How to Keep a Good Christmas


For starters: have a good work-out.  We recommend this be done Green-Gym style: working hard, outdoors, in the lovely countryside.  Ideally, as today, in perfect weather conditions:
Hello wintertime!
Then: hold your workforce Christmas lunch in late January, when most of the rest of the country has forgotten all about Xmas.  – Though, as it happens, this year most of the country had remembered the feast again, when prompted by the death of a well-known actor to recall one of his roles, that of Sheriff of Nottingham in Robin Hood, prince of thieves
Cancel the kitchen scraps for lepers and orphans.  No more merciful beheadings.  And call off Christmas.  (Alan Rickman, 1946-2016)

For further accuracy, it should be stated that the weather was “perfect” for those volunteers working in the sunshine.  Those who were working in the shade – some of them standing in icy water – observed that by tea-break even toes clad in two layers of sock beneath tough wellies, had gone numb.

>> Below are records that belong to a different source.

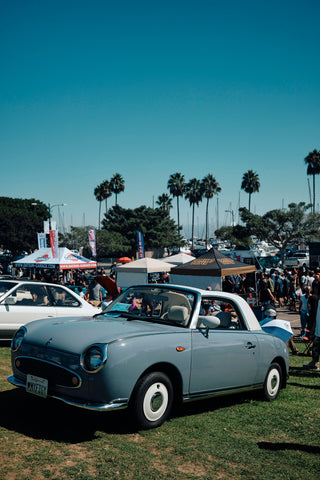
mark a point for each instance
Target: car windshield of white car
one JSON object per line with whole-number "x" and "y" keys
{"x": 155, "y": 304}
{"x": 6, "y": 286}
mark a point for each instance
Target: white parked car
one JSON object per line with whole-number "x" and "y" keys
{"x": 24, "y": 301}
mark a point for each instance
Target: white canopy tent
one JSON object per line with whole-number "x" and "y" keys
{"x": 65, "y": 260}
{"x": 137, "y": 272}
{"x": 179, "y": 258}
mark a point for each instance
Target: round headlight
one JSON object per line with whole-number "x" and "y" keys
{"x": 94, "y": 358}
{"x": 17, "y": 339}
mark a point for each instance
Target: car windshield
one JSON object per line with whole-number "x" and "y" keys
{"x": 155, "y": 304}
{"x": 6, "y": 286}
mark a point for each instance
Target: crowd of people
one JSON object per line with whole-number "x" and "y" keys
{"x": 300, "y": 290}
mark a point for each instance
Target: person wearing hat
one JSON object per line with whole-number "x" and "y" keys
{"x": 272, "y": 313}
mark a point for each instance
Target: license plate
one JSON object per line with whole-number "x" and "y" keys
{"x": 37, "y": 386}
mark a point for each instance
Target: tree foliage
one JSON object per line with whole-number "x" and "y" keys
{"x": 20, "y": 221}
{"x": 313, "y": 162}
{"x": 250, "y": 183}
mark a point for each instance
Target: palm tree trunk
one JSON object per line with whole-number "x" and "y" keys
{"x": 99, "y": 214}
{"x": 314, "y": 193}
{"x": 178, "y": 213}
{"x": 192, "y": 231}
{"x": 207, "y": 221}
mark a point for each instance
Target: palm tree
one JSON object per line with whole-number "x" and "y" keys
{"x": 98, "y": 193}
{"x": 165, "y": 203}
{"x": 107, "y": 192}
{"x": 313, "y": 162}
{"x": 176, "y": 186}
{"x": 209, "y": 187}
{"x": 117, "y": 185}
{"x": 250, "y": 183}
{"x": 193, "y": 193}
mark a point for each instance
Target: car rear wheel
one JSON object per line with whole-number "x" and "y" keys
{"x": 152, "y": 401}
{"x": 272, "y": 383}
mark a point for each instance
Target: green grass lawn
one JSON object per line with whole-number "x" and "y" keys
{"x": 234, "y": 437}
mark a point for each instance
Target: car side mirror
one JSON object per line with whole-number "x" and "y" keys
{"x": 210, "y": 322}
{"x": 10, "y": 300}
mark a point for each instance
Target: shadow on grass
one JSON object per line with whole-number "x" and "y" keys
{"x": 52, "y": 420}
{"x": 288, "y": 446}
{"x": 49, "y": 419}
{"x": 303, "y": 373}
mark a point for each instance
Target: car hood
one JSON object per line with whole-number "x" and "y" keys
{"x": 75, "y": 334}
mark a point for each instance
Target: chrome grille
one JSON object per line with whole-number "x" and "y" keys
{"x": 56, "y": 375}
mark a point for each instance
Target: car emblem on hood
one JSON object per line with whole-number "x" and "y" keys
{"x": 48, "y": 342}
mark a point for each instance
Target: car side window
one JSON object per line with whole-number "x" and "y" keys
{"x": 62, "y": 298}
{"x": 226, "y": 311}
{"x": 32, "y": 295}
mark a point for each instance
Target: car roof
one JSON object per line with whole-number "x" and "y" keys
{"x": 31, "y": 282}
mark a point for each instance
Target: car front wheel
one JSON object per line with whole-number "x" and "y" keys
{"x": 272, "y": 383}
{"x": 152, "y": 401}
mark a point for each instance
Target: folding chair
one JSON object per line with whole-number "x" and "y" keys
{"x": 305, "y": 341}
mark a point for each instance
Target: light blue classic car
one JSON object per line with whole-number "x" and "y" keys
{"x": 151, "y": 348}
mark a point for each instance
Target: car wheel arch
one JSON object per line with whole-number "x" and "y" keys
{"x": 173, "y": 374}
{"x": 280, "y": 361}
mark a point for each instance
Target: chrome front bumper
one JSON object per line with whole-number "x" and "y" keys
{"x": 117, "y": 404}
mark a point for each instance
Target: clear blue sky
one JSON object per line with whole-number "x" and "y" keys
{"x": 147, "y": 89}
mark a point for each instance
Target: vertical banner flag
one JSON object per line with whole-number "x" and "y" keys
{"x": 42, "y": 243}
{"x": 92, "y": 241}
{"x": 54, "y": 242}
{"x": 140, "y": 244}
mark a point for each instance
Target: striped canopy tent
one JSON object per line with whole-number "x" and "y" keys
{"x": 64, "y": 260}
{"x": 208, "y": 270}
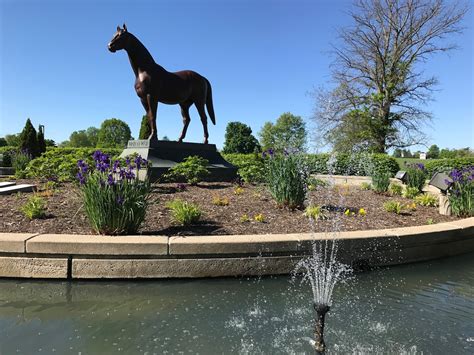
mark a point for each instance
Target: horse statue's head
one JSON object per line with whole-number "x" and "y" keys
{"x": 119, "y": 40}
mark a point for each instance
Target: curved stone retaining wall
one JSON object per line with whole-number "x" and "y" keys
{"x": 58, "y": 256}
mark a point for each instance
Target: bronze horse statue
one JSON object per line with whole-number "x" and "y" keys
{"x": 153, "y": 83}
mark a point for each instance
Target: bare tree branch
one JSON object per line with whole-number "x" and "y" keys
{"x": 378, "y": 67}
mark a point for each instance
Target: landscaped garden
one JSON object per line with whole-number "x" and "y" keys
{"x": 80, "y": 191}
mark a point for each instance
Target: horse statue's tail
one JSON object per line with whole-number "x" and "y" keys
{"x": 210, "y": 107}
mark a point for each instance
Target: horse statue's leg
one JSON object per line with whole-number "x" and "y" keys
{"x": 186, "y": 119}
{"x": 151, "y": 107}
{"x": 202, "y": 114}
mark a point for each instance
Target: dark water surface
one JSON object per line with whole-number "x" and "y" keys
{"x": 420, "y": 308}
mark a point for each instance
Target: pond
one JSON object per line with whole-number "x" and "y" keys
{"x": 424, "y": 307}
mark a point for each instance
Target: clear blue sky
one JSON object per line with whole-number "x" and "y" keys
{"x": 262, "y": 58}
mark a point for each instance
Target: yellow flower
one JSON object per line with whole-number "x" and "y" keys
{"x": 239, "y": 190}
{"x": 244, "y": 218}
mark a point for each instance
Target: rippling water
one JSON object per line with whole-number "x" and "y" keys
{"x": 421, "y": 308}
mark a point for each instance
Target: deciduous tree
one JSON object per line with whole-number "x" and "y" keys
{"x": 239, "y": 139}
{"x": 378, "y": 68}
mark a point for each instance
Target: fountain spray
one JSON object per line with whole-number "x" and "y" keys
{"x": 321, "y": 310}
{"x": 322, "y": 271}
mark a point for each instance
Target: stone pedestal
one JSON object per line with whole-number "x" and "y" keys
{"x": 166, "y": 154}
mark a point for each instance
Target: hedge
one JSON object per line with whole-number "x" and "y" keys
{"x": 446, "y": 165}
{"x": 61, "y": 163}
{"x": 252, "y": 168}
{"x": 351, "y": 164}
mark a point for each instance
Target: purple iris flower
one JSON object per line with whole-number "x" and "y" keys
{"x": 181, "y": 186}
{"x": 116, "y": 166}
{"x": 110, "y": 180}
{"x": 81, "y": 178}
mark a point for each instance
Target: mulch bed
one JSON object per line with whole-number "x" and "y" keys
{"x": 65, "y": 214}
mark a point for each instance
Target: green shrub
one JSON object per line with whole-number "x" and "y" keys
{"x": 34, "y": 208}
{"x": 192, "y": 170}
{"x": 416, "y": 176}
{"x": 315, "y": 183}
{"x": 447, "y": 165}
{"x": 351, "y": 164}
{"x": 61, "y": 163}
{"x": 316, "y": 212}
{"x": 7, "y": 153}
{"x": 395, "y": 189}
{"x": 410, "y": 192}
{"x": 20, "y": 161}
{"x": 286, "y": 178}
{"x": 183, "y": 212}
{"x": 461, "y": 194}
{"x": 115, "y": 200}
{"x": 380, "y": 180}
{"x": 251, "y": 167}
{"x": 427, "y": 200}
{"x": 394, "y": 206}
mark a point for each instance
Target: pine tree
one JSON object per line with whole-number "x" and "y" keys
{"x": 29, "y": 140}
{"x": 145, "y": 130}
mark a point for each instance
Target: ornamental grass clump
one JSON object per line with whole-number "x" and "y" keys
{"x": 461, "y": 194}
{"x": 115, "y": 200}
{"x": 286, "y": 179}
{"x": 427, "y": 200}
{"x": 183, "y": 212}
{"x": 410, "y": 192}
{"x": 416, "y": 176}
{"x": 34, "y": 208}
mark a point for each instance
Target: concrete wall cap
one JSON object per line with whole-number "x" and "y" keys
{"x": 97, "y": 245}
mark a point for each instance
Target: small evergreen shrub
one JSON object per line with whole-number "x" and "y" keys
{"x": 416, "y": 176}
{"x": 286, "y": 179}
{"x": 7, "y": 154}
{"x": 184, "y": 213}
{"x": 34, "y": 208}
{"x": 192, "y": 170}
{"x": 115, "y": 200}
{"x": 380, "y": 180}
{"x": 461, "y": 194}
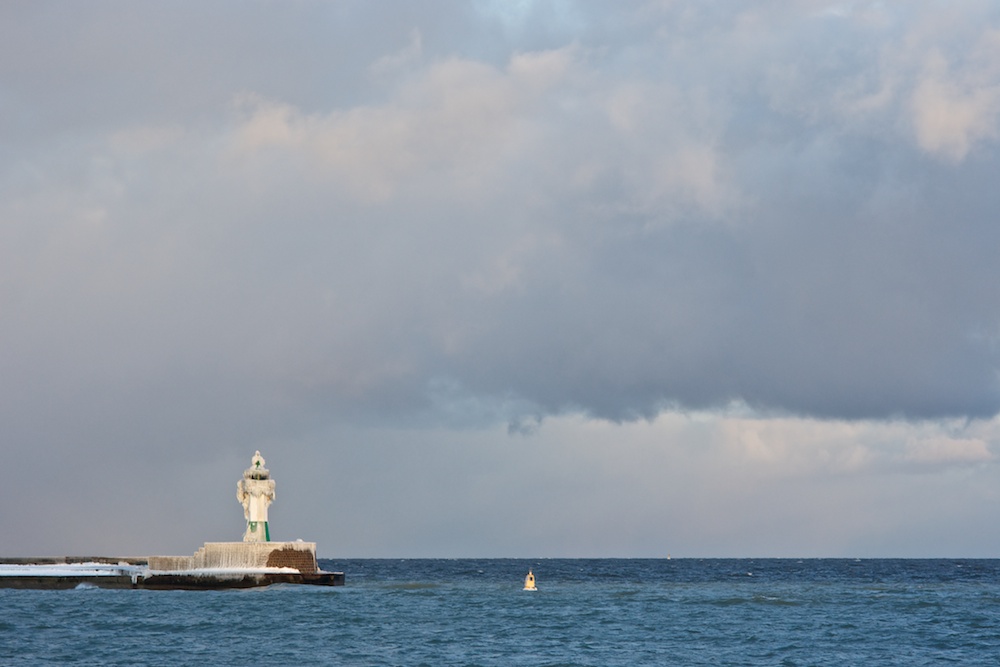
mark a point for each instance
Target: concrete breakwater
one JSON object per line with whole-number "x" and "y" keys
{"x": 217, "y": 565}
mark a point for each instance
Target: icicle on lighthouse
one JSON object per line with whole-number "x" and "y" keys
{"x": 256, "y": 492}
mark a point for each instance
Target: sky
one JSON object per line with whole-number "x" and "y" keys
{"x": 502, "y": 278}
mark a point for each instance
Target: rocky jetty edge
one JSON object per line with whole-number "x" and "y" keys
{"x": 217, "y": 565}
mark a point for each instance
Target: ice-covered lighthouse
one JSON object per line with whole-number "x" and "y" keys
{"x": 256, "y": 492}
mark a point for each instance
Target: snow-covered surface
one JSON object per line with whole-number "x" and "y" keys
{"x": 106, "y": 570}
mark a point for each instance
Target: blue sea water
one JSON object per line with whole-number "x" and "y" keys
{"x": 586, "y": 612}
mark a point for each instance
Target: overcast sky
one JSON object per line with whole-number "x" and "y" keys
{"x": 502, "y": 278}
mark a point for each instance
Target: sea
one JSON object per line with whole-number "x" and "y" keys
{"x": 600, "y": 612}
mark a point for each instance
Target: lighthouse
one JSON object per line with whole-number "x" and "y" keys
{"x": 256, "y": 492}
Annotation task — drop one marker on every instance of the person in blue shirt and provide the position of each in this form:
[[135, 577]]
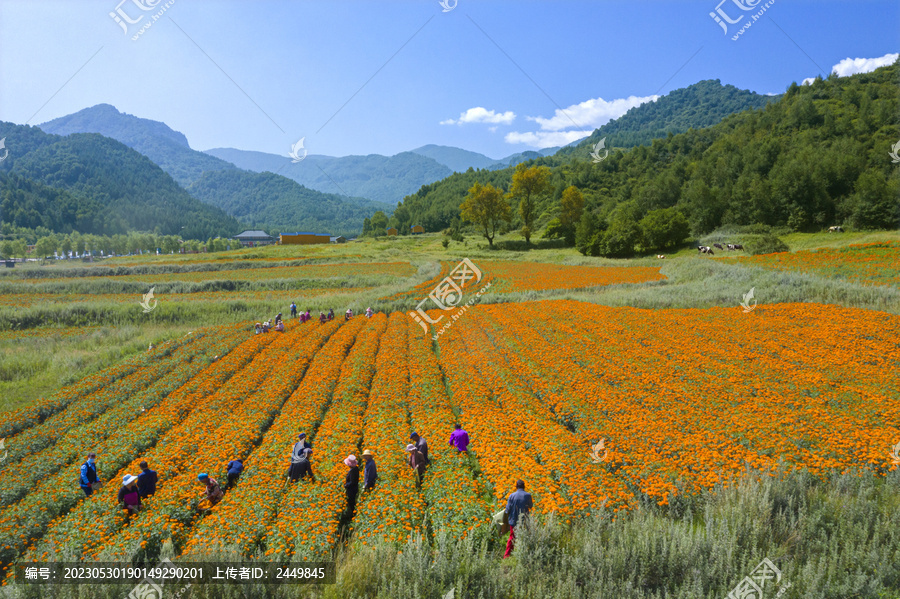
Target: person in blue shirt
[[517, 507], [235, 467], [147, 481], [88, 480]]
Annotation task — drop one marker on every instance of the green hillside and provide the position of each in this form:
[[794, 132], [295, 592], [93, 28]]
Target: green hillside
[[279, 204], [697, 106], [816, 157], [155, 140], [94, 184], [375, 177]]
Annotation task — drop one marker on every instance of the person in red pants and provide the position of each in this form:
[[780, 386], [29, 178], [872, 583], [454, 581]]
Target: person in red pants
[[517, 507]]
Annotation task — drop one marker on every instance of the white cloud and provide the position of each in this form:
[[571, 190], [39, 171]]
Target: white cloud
[[571, 124], [594, 113], [545, 139], [852, 66], [482, 115]]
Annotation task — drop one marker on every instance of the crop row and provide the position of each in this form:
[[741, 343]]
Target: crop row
[[243, 519], [165, 436], [214, 442], [307, 522]]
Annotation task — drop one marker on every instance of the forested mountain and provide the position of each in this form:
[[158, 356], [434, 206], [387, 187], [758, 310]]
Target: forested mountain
[[817, 156], [279, 204], [95, 184], [375, 177], [696, 106], [457, 159], [157, 141]]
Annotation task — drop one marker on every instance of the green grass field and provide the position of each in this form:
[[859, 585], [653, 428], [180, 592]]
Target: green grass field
[[54, 341]]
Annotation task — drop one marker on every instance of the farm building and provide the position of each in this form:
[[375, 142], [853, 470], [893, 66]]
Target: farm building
[[252, 238], [303, 238]]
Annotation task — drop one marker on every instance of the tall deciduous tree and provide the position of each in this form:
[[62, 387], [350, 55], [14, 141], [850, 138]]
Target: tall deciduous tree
[[486, 207], [528, 185]]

The task was to make sure that there was a little less shade on site.  We were continuing the work of another group of countryside volunteers, to cut back willow growth on the portion of land which had come to that point in the 5-year cycle of management …
preferably without leaving “death spikes”, as the previous group had done:

Also without unduly disturbing hibernating wildlife.  Here a vole:
Or possibly a field mouse.  We did not investigate more closely to make a positive identification, as the creature was clearly feeling very cold and unsettled, after being rudely woken up by our working close by.  We decided the best thing to do was to tiptoe away, and go for a tea-break, to give the animal a chance to settle down in a new nest.

By session end, there was much more open space for vegetation other than willow to flourish:

All the coppiced stools had been neatly trimmed to a low level.  And a volunteer who had not done this particular job before, was saying, “I’ve decided I like coppicing.”  To which the answer, from a seasoned Green-Gymmer was: “You’ll be eyeing up all the neighbours’ shrubs now.”